Houve um tempo, não assim tão recuado, em que seria consensual em qualquer praça pública portuguesa o repúdio ao extremismo e ao discurso de ódio. Portugal tinha ainda na memória o tempo do salazarismo, e todas as consequências desastrosas do mesmo.
Pelas nossas ilhas eram muitas e muitos mais que se lembravam da fome, da miséria e do parasitismo do que das supostas contas equilibradas do Regime, que nada de bom trouxeram ao país real.
As pessoas recordavam, com medo ou com nojo, a polícia política que a todos tentou controlar. Houve um tempo em que defender a igualdade entre os povos correspondia a uma questão de bom senso. Tempos não muito recuados, em que sabíamos lutar pela inclusão das minorias sociais e pela libertação das algemas mentais colocadas sobre determinados grupos e setores da sociedade. Saímos para a rua em conjunto, pela despenalização da interrupção voluntária da gravidez e pela emancipação da mulher.
Erguemos bandeiras e votos a favor da legalização do casamento homossexual. Soubemos ser um país em desconstrução, para poder construir um futuro mais risonho e multicultural. Só que as lutas do passado regressaram às nossas portas, e foram tantas e tantos que não deram por elas. Porque se recusaram a aceitar ser possível tamanho retrocesso. Por desconhecimento. Ou por secreto assentimento. Até porque também os há, e cada vez mais, os que defendem na penumbra o que é apregoado com ódio nas Assembleias de Portugal.
No dia 26 de junho de 2023, o Projeto Global contra o Ódio e o Extremismo divulgou junto da sociedade civil um relatório com os resultados de estudos especializados em vários parâmetros da sociologia e da ciência política, que revelam a presença, em Portugal, de treze grupos de ódio. Numa primeira abordagem, poderá permanecer relativamente indiferente a esta novidade que parece cada vez menos nova.
Verdade seja dita, já nos fomos habituando a ouvir tolices e maluqueiras sobre tudo e todos. Situação agravada pela ascensão de uma nova classe de comentadores do ódio que ganharam palco redobrado durante a crise pandémica que nos obrigou a permanecer atrás de um ecrã.

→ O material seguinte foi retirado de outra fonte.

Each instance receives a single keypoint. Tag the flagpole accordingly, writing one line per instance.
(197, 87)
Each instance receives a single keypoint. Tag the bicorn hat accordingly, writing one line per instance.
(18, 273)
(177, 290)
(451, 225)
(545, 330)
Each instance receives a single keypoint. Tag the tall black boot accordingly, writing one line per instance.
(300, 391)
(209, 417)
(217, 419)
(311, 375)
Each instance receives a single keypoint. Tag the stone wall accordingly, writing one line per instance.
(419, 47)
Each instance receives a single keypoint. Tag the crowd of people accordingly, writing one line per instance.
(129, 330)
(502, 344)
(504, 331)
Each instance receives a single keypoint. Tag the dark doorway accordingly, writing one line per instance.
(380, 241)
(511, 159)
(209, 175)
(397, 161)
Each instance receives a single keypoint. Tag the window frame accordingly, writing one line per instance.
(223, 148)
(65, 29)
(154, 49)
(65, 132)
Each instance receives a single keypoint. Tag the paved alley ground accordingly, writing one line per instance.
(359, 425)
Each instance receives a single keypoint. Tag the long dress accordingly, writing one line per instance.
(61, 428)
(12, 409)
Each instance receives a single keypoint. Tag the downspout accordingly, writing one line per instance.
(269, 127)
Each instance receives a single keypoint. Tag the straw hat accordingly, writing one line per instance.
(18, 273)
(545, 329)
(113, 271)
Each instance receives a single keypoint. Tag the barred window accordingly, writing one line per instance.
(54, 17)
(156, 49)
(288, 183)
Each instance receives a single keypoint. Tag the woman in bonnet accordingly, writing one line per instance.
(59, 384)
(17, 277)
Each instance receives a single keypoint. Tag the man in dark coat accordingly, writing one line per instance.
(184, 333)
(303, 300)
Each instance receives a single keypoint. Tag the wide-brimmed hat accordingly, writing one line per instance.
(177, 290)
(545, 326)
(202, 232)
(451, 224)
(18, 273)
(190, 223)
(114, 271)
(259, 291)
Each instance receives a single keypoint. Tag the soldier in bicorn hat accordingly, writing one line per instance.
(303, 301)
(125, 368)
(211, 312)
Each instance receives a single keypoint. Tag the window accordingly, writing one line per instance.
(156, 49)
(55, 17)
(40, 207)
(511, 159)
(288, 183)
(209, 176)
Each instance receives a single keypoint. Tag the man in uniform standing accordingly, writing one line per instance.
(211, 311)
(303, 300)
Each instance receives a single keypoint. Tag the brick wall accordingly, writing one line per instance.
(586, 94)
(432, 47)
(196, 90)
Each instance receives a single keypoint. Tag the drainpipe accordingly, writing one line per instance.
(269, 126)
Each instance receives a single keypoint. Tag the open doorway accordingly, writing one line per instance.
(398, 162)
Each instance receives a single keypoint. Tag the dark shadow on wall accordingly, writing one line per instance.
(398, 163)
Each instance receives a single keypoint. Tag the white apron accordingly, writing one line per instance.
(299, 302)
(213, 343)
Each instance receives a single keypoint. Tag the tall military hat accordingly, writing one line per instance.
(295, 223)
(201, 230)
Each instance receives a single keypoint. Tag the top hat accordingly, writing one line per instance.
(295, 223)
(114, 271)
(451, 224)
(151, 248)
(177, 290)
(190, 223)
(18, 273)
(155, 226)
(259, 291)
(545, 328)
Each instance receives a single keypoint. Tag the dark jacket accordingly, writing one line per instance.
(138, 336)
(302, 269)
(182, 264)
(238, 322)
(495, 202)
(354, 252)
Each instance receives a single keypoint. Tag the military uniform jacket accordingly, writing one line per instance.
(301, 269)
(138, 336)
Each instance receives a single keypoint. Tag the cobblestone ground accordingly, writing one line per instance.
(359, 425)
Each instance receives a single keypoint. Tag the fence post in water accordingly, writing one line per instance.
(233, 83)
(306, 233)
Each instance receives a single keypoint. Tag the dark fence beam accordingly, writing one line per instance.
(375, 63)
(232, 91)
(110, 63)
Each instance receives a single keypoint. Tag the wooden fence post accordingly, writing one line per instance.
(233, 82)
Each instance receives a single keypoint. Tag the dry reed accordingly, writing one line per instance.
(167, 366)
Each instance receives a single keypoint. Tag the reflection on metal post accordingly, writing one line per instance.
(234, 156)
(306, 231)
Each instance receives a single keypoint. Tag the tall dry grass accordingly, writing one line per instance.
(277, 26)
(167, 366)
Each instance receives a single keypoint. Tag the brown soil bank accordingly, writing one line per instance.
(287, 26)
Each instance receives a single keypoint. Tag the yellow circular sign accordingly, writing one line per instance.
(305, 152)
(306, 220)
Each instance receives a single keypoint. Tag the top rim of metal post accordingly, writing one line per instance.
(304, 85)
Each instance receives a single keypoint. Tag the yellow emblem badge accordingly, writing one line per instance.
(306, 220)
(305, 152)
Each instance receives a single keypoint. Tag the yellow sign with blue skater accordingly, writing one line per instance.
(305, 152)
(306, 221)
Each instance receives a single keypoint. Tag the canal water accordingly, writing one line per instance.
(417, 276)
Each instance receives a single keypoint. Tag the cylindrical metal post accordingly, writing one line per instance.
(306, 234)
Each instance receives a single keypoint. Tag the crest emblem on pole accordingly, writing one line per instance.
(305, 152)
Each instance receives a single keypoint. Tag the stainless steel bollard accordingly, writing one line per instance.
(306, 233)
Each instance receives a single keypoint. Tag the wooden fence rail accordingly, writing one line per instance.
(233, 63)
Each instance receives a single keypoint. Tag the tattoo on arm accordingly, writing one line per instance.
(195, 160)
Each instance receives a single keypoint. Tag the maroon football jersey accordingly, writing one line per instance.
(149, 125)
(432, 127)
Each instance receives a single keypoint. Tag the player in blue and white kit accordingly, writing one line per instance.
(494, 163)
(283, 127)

Talvez seja mesmo verdade que estamos dormentes com tudo isto. Prova viva dessa dormência será a falta de indignação pela parte da sociedade civil face ao aumento em tom e em número de intervenções claramente hediondas, da parte de deputados eleitos em nome do partido de André Ventura.
Em cada debate público onde participam, deixam sempre uma marca ofensiva. Tentam diminuir as mulheres presentes. Utilizam argumentos básicos sobre estereótipos ultrapassados. Usam e abusam da conversa brejeira. E são sempre capazes de rematar com uns berros, como se estivessem ali num programa sobre futebol, e não na mais importante casa da democracia. A isso já nos habituou o chega.
E é precisamente o chega que surge como cabeça de cartaz do relatório de que falava. O partido, que continua a ser considerado constitucionalmente aceite, é descrito com uma retórica racista, anti-imigração e anti-LGBTQ+, colocando-o no mesmo patamar dos antigos militantes do PNR ou dos grupos skinheads, por exemplo. Não será de espantar, quando lemos artigos como os que Paulo Seco escreve no mais recente jornal do partido, folheto propagandístico que se faz com peças na defesa de Salazar e dos seus costumes, na crítica intelectualmente invertebrada às minorias ou no endeusamento do líder a que chamam sempre de “doutor”, com um carinho trágico-cómico.
É pela constante erosão que estes movimentos nos tentam vencer, sem dúvida. Mas não é menos verdade que importa que continuemos a ficar revoltadas e revoltados com o que se passa.
A pessoa que foi eleita como deputado, e que teima em minimizar qualquer intervenção contra si, puxando de cartas como a da “histeria”, não pode nem deve ser ignorada. Deve ser publicamente denunciada, pelo discurso de ódio, tal como o devem ser os que com essa pessoa se dignam coligar! Essa pessoa também se inclui no relatório divulgado que dá conta da forma como o seu partido se associa ao racismo, anti-imigração, ou seja, anti minorias e com discurso de ódio.
Não podemos aceitar que tal continue ou permaneça. Nem pela salvação de nenhum governo que deveria sim, ter vergonha de se encontrar associado a um grupo de ódio.
Hoje, como ontem e amanhã, importa continuar a dizer: fascistas não passarão!